The renewed suspension still came as a new bombshell in the dispute which will mark one week with much of the government paralysed.

Parliament speaker Karu Jayasuriya warned this week that delaying the reopening of parliament could lead to a "bloodbath" on the streets. One activist has already been killed in fallout from the tensions.

Sirisena agreed to lift the suspension in a meeting late Wednesday with Jayasuriya, according to officials. But the speaker's staff said no written notification of the deal was ever sent.

The crisis has put the country on edge, threatens to polarise voters and also caused international concern.

The crisis was sparked by the president sacking the prime minister and naming former strongman leade...
The crisis was sparked by the president sacking the prime minister and naming former strongman leader Mahinda Rajapakse (C) in his place
LAKRUWAN WANNIARACHCHI, AFP/File

Sirisena insists his actions were legal but Jayasuriya, who holds the third most powerful state post, has refused to defend the president's manoeuvres.

Attorney General Jayantha Jayasuriya has also cast doubt on the legality of Sirisena's moves, increasing pressure on the president.

- Foreign pressure -

Colombo-based Western diplomats have made it clear that they were unwilling to recognise the new administration, diplomatic sources said.

The United States, neighbouring India and Sri Lanka's key financial backer China have called on the rivals to peacefully resolve the crisis.

Wickremesinghe has remained bunkered in the prime minister's official residence in Colombo with hundreds of his followers camped outside.

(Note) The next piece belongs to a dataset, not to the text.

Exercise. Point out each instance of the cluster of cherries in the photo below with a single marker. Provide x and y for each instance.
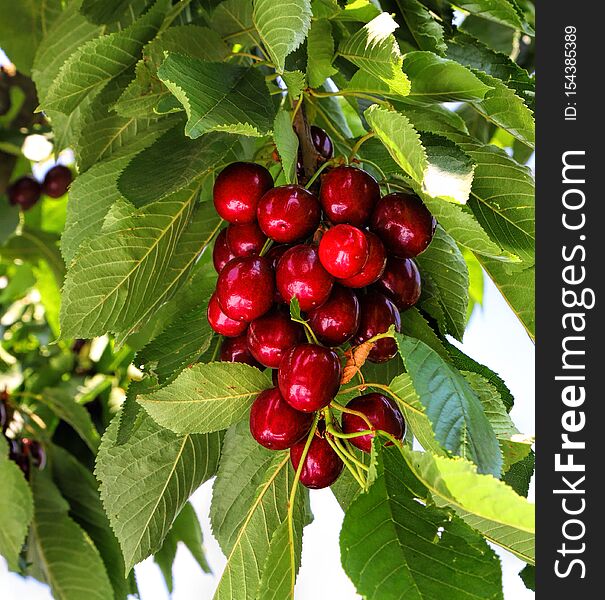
(346, 256)
(26, 191)
(24, 451)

He has repeatedly demanded that the legislature be recalled for him to prove his majority in the 225-member assembly.

Rajapakse, whose decade as president up to 2015 became known for corruption allegations and the brutal ending of the Tamil civil war, is working out of a separate building that is officially the prime minister's offices.

Soldiers stand guard at Mahinda Rajapakse's residence after he was sworn in as prime minister
Soldiers stand guard at Mahinda Rajapakse's residence after he was sworn in as prime minister
LAKRUWAN WANNIARACHCHI, AFP

The 72-year-old has named a small ministerial team of 12 and addressed bureaucrats at the finance ministry on Wednesday. He added another 14 ministers on Thursday night.

The two rivals are also jockeying for power behind the scenes, battling to tempt lawmakers from opposing sides to bolster their numbers for when a vote is held.

Both sides have asked legislators on foreign visits to return home immediately.

Rajapakse has given five legislators from Wickremesinghe's party ministerial positions in his cabinet after they defected.

Wickremesinghe has convinced at least two lawmakers from Sirisena's camp to join his United National Party.

According to the latest counts, Wickremesinghe has 104 MPs while Rajapakse and Sirisena together have 99. A majority of the 22 remaining MPs are expected to back Wickremesinghe, observers said.

Even if the crisis is patched up, observers are worried about how the country will go into a presidential election scheduled for next year and legislative polls in 2020.

"The struggle for power jeopardises progress on reforms, ethnic reconciliation, and prospects for peaceful and fair elections in 2019," said the International Crisis Group think tank.

It has called on the United States, European Union and other key nations to put more pressure on Sirisena to end the battle.

"They should back these calls by making clear that Rajapakse's appointment, if it stands, threatens the future of security and economic cooperation."